Che cosa occorre fare oggi, ancora, come movimento, spesso ostacolato nella sua libera espressione politica, come ci insegnano molti stati dell’ex blocco sovietico, e la Serbia, la Russia, per poter garantire la piena affermazione dei diritti e del rispetto della dignità delle persone transgender?

Bisogna capire che senza l’apertura mentale e lo spostamento della coscienza in avanti, la piena affermazione dei diritti delle persone transgender sia impossibile. Siamo testimoni di un quotidiano calpestare i diritti, anche quelli ufficialmente garantiti, appartenenti alle più varie categorie: figuriamoci quelli delle persone trans, che, come categoria autonoma, neppure esistono.

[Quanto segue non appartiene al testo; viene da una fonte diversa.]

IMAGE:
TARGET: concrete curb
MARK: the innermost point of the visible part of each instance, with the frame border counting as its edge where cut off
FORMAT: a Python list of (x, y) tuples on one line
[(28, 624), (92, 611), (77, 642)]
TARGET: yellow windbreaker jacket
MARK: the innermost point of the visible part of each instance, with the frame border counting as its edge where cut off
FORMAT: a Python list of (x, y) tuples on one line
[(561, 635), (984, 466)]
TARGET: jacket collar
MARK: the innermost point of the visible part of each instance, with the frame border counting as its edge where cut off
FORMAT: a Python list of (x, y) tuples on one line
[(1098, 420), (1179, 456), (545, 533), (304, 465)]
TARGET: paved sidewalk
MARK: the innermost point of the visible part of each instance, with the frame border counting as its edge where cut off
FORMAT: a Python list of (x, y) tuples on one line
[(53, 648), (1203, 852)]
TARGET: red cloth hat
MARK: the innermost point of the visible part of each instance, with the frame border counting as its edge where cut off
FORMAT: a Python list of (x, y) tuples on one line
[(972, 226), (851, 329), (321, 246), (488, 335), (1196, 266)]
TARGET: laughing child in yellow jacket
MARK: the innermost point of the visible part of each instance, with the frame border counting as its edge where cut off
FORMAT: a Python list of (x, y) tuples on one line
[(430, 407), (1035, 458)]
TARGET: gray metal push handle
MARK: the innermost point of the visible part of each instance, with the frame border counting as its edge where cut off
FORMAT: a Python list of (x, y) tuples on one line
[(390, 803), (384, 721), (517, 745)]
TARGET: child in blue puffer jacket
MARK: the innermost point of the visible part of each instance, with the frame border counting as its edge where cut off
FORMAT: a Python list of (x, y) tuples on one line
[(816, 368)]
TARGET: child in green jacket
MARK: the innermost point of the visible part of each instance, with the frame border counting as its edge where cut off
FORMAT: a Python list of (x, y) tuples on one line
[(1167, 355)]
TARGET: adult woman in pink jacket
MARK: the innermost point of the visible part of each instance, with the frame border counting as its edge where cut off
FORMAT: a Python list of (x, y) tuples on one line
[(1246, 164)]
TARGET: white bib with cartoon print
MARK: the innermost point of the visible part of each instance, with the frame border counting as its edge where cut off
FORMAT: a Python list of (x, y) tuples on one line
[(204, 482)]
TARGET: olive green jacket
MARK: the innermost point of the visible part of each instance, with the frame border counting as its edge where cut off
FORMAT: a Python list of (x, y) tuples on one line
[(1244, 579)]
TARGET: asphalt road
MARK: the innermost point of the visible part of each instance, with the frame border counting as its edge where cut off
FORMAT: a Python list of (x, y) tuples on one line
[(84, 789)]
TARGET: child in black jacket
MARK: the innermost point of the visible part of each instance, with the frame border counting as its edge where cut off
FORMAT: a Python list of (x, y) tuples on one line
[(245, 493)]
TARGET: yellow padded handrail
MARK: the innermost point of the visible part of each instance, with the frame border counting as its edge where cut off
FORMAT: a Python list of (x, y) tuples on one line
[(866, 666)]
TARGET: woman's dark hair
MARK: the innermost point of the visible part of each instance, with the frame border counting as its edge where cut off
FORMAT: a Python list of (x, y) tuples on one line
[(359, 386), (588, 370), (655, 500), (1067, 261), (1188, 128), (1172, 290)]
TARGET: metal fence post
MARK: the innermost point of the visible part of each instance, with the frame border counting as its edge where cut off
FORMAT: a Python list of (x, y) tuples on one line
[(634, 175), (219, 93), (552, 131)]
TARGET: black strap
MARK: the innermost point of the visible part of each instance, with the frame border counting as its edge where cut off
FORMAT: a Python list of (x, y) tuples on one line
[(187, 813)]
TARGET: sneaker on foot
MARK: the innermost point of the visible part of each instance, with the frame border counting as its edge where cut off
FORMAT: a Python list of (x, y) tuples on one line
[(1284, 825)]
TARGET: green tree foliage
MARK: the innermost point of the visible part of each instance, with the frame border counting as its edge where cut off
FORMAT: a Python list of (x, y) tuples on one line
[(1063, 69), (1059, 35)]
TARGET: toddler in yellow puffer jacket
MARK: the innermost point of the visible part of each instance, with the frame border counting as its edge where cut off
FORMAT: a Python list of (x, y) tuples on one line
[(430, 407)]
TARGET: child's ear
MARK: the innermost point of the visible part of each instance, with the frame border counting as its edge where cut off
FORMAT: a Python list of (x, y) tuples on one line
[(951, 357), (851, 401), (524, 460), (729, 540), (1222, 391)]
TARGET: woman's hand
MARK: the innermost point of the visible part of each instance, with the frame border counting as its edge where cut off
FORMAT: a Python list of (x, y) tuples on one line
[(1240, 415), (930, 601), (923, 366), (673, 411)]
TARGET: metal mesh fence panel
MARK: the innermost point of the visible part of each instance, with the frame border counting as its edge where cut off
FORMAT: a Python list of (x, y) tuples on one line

Le associazioni devono lavorare su due campi essenziali e contemporaneamente: quello interno, rivolto alle stesse persone transessuali, e quello esterno rivolto alla società e alle sue strutture politiche. La lotta per il riconoscimento degli elementari diritti civili, la segnalazione di soprusi e di violenze, insieme alla conquista degli spazi di visibilità nei media, devono essere sincronizzate con il lavoro “sul terreno”, offrendo aiuto, informazione e posti di aggregazione per le persone transessuali. Solo un quotidiano lavoro e una vera simbiosi con la “base” possono risultare produttivi. Le organizzazioni burocratizzate, che non danno informazioni, e che non promuovono il contatto quotidiano con le persone che dovrebbero rappresentare, sono diventate fini a se stesse, assorbite dalle nomine dei “segretari e sottosegretari “, dal carrierismo e dalle dipendenze dai partiti: queste possono diventare il più grande freno nella lotta dell’emancipazione delle persone trans, a volte maggiormente dei noti e storici “nemici” di una tale emancipazione.